Consumer advocates say the SEC should have looked more closely at the conflict.

In adopting the rules, the agency reasoned that certain benefits should not be equated with incentives. Regulators have decided that health insurance and other benefits, based on full-year productivity, don’t have the same impact on a seller’s recommendations as the prospect of monetary rewards tied to short-term sales goals.

Other mutual insurance companies, including New York Life Insurance Co. and Guardian Life Insurance Co., also reveal that agents’ health benefits may be linked to product sales. At New York Life, agents who have graduated from the company’s training program are eligible for subsidized benefits based on sales production. New York Life waived its 2020 sales targets due to the pandemic and allowed agents to keep their cheaper health insurance coverage regardless of their sales.

A Guardian spokesperson said that “potential conflicts related to these grants are mitigated on the investment side by a number of measures that comply with all Finra and SEC requirements.” Finra, or the Financial Industry Regulatory Authority, is a private regulator of securities firms in the US and is regulated by the SEC.

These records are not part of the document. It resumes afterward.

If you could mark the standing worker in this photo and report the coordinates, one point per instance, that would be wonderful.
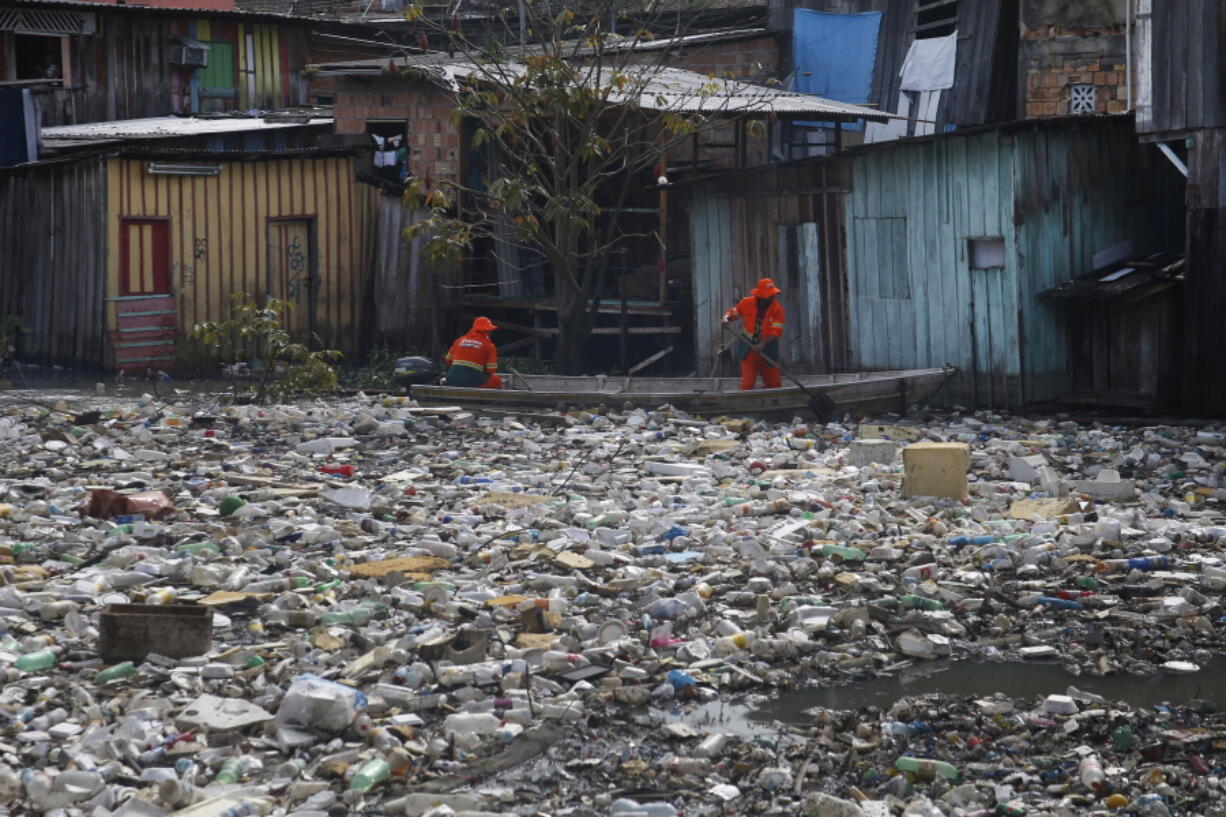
(472, 362)
(763, 325)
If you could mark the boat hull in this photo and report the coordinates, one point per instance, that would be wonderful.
(863, 391)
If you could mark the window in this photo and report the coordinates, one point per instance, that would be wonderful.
(39, 57)
(1083, 99)
(217, 79)
(390, 142)
(936, 17)
(986, 253)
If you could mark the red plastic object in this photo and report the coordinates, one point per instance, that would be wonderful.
(338, 470)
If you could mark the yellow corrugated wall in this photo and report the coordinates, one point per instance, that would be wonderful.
(220, 234)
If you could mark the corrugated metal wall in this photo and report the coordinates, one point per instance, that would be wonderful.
(220, 233)
(784, 223)
(52, 259)
(124, 71)
(1054, 194)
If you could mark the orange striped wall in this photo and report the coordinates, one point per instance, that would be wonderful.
(220, 231)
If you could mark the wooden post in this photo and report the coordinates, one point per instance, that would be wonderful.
(663, 234)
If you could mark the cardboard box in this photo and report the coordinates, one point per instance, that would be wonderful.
(936, 470)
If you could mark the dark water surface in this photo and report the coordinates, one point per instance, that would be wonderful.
(980, 678)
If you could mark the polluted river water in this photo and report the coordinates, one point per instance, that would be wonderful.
(978, 678)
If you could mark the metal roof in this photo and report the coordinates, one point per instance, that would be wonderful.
(655, 88)
(92, 5)
(163, 128)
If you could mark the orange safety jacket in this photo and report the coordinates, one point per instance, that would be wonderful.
(473, 351)
(753, 330)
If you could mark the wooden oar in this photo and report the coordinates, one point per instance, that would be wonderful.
(820, 404)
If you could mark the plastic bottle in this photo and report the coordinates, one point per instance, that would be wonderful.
(624, 807)
(1090, 772)
(840, 553)
(229, 504)
(370, 774)
(115, 672)
(711, 746)
(926, 768)
(232, 770)
(471, 723)
(920, 602)
(38, 660)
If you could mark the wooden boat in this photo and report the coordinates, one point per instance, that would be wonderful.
(857, 391)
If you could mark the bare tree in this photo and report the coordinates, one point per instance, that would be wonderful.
(578, 115)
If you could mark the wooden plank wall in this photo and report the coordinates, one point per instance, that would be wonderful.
(1081, 189)
(124, 70)
(1054, 194)
(737, 238)
(52, 266)
(1188, 52)
(945, 190)
(408, 304)
(986, 69)
(1204, 372)
(218, 236)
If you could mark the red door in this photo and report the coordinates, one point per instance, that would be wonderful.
(145, 308)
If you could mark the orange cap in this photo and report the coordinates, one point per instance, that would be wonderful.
(765, 288)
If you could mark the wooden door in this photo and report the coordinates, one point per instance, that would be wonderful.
(145, 309)
(292, 272)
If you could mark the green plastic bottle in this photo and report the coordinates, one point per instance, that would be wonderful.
(199, 548)
(115, 672)
(229, 504)
(842, 553)
(37, 660)
(231, 772)
(926, 768)
(1122, 737)
(370, 774)
(920, 602)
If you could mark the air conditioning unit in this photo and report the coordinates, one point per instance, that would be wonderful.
(189, 53)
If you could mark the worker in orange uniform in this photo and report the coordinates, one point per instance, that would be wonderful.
(761, 326)
(472, 362)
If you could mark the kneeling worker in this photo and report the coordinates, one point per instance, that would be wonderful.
(761, 326)
(472, 362)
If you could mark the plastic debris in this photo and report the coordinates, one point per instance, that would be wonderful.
(399, 609)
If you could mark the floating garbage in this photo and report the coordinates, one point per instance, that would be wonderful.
(365, 605)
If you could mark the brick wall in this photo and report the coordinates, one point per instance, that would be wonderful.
(1056, 58)
(433, 139)
(754, 59)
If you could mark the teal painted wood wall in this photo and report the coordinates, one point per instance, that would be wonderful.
(1054, 193)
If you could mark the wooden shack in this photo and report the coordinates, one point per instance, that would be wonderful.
(932, 252)
(112, 260)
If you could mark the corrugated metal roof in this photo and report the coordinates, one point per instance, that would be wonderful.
(82, 5)
(167, 128)
(655, 88)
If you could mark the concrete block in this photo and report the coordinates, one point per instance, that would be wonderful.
(866, 452)
(1107, 486)
(130, 632)
(936, 470)
(1026, 469)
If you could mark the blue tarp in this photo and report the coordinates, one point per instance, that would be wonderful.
(834, 55)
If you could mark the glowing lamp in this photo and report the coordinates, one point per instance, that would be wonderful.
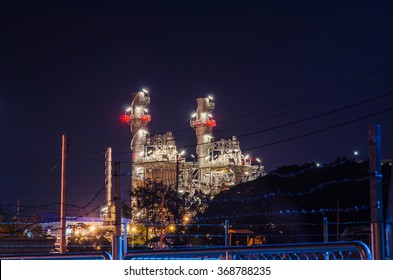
(125, 118)
(145, 118)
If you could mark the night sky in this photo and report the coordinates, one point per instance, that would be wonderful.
(277, 70)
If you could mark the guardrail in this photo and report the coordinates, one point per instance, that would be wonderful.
(56, 256)
(355, 250)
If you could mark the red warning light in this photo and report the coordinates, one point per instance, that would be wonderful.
(125, 118)
(211, 123)
(145, 118)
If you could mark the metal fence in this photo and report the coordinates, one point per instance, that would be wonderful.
(307, 251)
(56, 256)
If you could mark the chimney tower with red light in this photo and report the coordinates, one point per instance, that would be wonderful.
(202, 122)
(138, 118)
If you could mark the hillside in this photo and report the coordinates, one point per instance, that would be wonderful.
(290, 203)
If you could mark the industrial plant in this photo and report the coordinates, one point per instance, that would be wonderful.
(217, 166)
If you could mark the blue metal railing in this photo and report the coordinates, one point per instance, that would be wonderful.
(306, 251)
(56, 256)
(354, 250)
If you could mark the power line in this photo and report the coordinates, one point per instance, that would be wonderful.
(320, 130)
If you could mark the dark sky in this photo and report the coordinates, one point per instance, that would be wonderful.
(277, 70)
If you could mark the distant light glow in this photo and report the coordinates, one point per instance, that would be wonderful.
(211, 123)
(145, 118)
(125, 118)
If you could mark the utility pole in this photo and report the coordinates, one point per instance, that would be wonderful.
(63, 245)
(116, 243)
(377, 231)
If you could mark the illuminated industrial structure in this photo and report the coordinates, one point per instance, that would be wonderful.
(218, 166)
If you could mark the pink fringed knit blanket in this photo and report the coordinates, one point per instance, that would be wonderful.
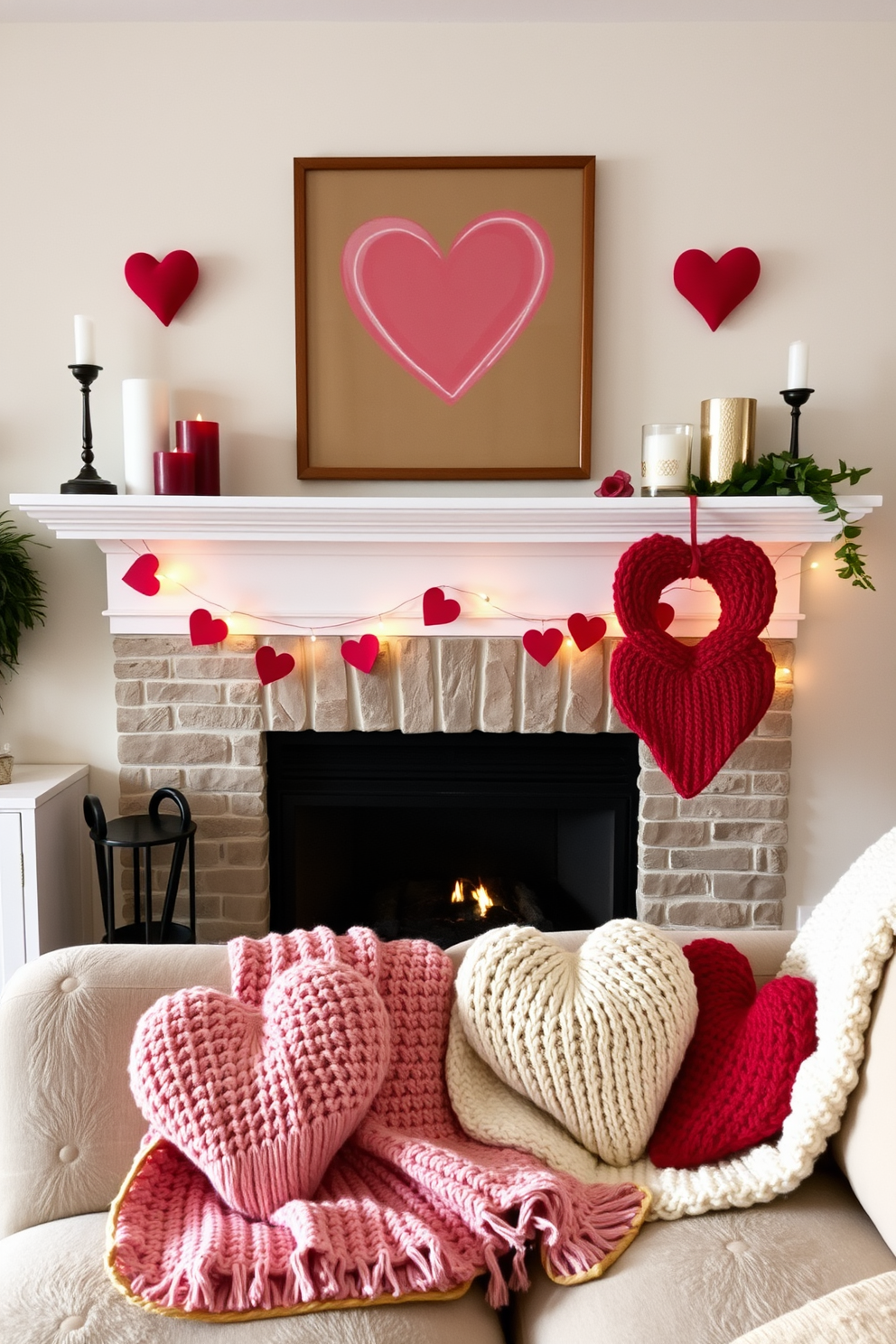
(228, 1217)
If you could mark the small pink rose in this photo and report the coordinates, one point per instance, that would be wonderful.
(617, 485)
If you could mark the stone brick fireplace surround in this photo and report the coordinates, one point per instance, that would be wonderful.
(195, 719)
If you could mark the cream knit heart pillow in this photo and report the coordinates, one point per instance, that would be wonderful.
(594, 1038)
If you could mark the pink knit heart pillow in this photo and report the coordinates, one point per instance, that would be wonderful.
(262, 1098)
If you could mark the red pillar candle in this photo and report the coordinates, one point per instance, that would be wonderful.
(175, 473)
(199, 438)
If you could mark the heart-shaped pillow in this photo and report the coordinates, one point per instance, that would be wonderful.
(262, 1098)
(694, 705)
(735, 1084)
(594, 1036)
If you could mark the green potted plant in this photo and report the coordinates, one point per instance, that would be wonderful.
(22, 606)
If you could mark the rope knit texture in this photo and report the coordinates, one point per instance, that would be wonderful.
(735, 1084)
(594, 1038)
(843, 950)
(408, 1206)
(694, 705)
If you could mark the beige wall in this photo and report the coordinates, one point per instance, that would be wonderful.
(118, 139)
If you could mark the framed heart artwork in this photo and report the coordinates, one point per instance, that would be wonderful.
(443, 317)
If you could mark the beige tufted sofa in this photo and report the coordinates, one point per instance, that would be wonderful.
(69, 1131)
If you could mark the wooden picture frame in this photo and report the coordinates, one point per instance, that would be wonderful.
(443, 317)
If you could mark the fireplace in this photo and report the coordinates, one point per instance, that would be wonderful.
(445, 835)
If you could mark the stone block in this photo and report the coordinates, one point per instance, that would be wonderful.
(712, 859)
(146, 718)
(728, 886)
(751, 832)
(458, 666)
(499, 685)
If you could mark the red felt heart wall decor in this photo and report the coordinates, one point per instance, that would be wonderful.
(714, 288)
(163, 285)
(733, 1087)
(694, 705)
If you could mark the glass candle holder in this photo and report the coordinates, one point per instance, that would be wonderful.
(665, 459)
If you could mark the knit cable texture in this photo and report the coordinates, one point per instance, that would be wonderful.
(694, 705)
(843, 949)
(408, 1204)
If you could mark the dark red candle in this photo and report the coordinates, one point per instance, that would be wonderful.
(175, 473)
(199, 438)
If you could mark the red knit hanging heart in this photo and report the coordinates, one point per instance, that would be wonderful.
(733, 1087)
(694, 705)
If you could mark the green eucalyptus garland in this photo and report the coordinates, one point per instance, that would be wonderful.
(779, 473)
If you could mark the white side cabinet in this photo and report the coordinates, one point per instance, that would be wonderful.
(44, 863)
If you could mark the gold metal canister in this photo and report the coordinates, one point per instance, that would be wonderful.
(727, 434)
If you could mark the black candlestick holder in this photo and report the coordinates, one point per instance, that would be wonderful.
(86, 481)
(796, 397)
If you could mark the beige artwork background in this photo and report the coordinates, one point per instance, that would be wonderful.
(367, 415)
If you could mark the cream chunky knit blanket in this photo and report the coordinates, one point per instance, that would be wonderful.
(843, 950)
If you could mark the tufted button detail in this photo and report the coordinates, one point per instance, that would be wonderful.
(71, 1322)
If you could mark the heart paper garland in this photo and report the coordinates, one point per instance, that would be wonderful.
(163, 285)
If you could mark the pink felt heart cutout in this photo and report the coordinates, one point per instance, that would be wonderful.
(262, 1098)
(141, 575)
(448, 319)
(543, 645)
(733, 1087)
(361, 653)
(273, 666)
(163, 285)
(714, 288)
(206, 630)
(586, 630)
(440, 609)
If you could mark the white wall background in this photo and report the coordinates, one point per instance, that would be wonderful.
(146, 137)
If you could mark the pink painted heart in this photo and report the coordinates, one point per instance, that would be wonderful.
(361, 653)
(586, 630)
(543, 645)
(273, 666)
(448, 319)
(141, 575)
(262, 1098)
(714, 288)
(163, 285)
(206, 630)
(440, 609)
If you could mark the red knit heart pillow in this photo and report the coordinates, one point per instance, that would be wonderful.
(694, 705)
(262, 1098)
(733, 1087)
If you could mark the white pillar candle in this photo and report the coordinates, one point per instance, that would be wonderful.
(85, 350)
(146, 427)
(798, 364)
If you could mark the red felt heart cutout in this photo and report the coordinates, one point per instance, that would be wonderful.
(361, 653)
(543, 645)
(273, 666)
(694, 705)
(206, 630)
(262, 1098)
(735, 1084)
(714, 288)
(163, 285)
(586, 630)
(440, 609)
(141, 575)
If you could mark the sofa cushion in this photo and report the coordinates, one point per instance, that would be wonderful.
(54, 1285)
(708, 1280)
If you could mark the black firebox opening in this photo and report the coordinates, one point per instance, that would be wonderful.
(445, 835)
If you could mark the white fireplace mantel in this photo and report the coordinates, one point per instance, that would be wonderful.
(341, 565)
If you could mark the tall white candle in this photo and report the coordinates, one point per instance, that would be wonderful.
(798, 364)
(146, 427)
(85, 350)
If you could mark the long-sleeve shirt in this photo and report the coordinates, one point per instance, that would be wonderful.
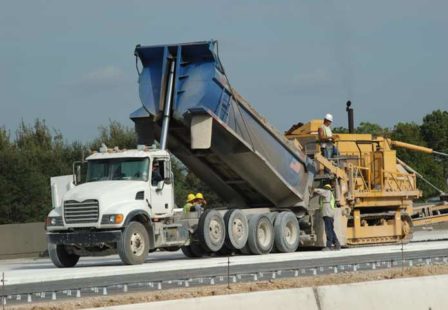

NYLIFE Securities LLC, the brokerage of New York Life Insurance, says in a brochure given to clients that “purchases of all products offered by us and our affiliates determine the compensation and benefits for our financial professionals, including the right to pension, medical and life insurance.

MassMutual’s products are published in a grid that gives agents different credit levels for their contract status and health and medical benefits, depending on the type of product they sell, according to internal company memorandums.

“We offer a wide range of proprietary and non-proprietary financial protection and accumulation products, and most importantly, there is no requirement for certain types of products, and our financial professionals are always free to offer products from other insurers,” said Ms. Tremblay.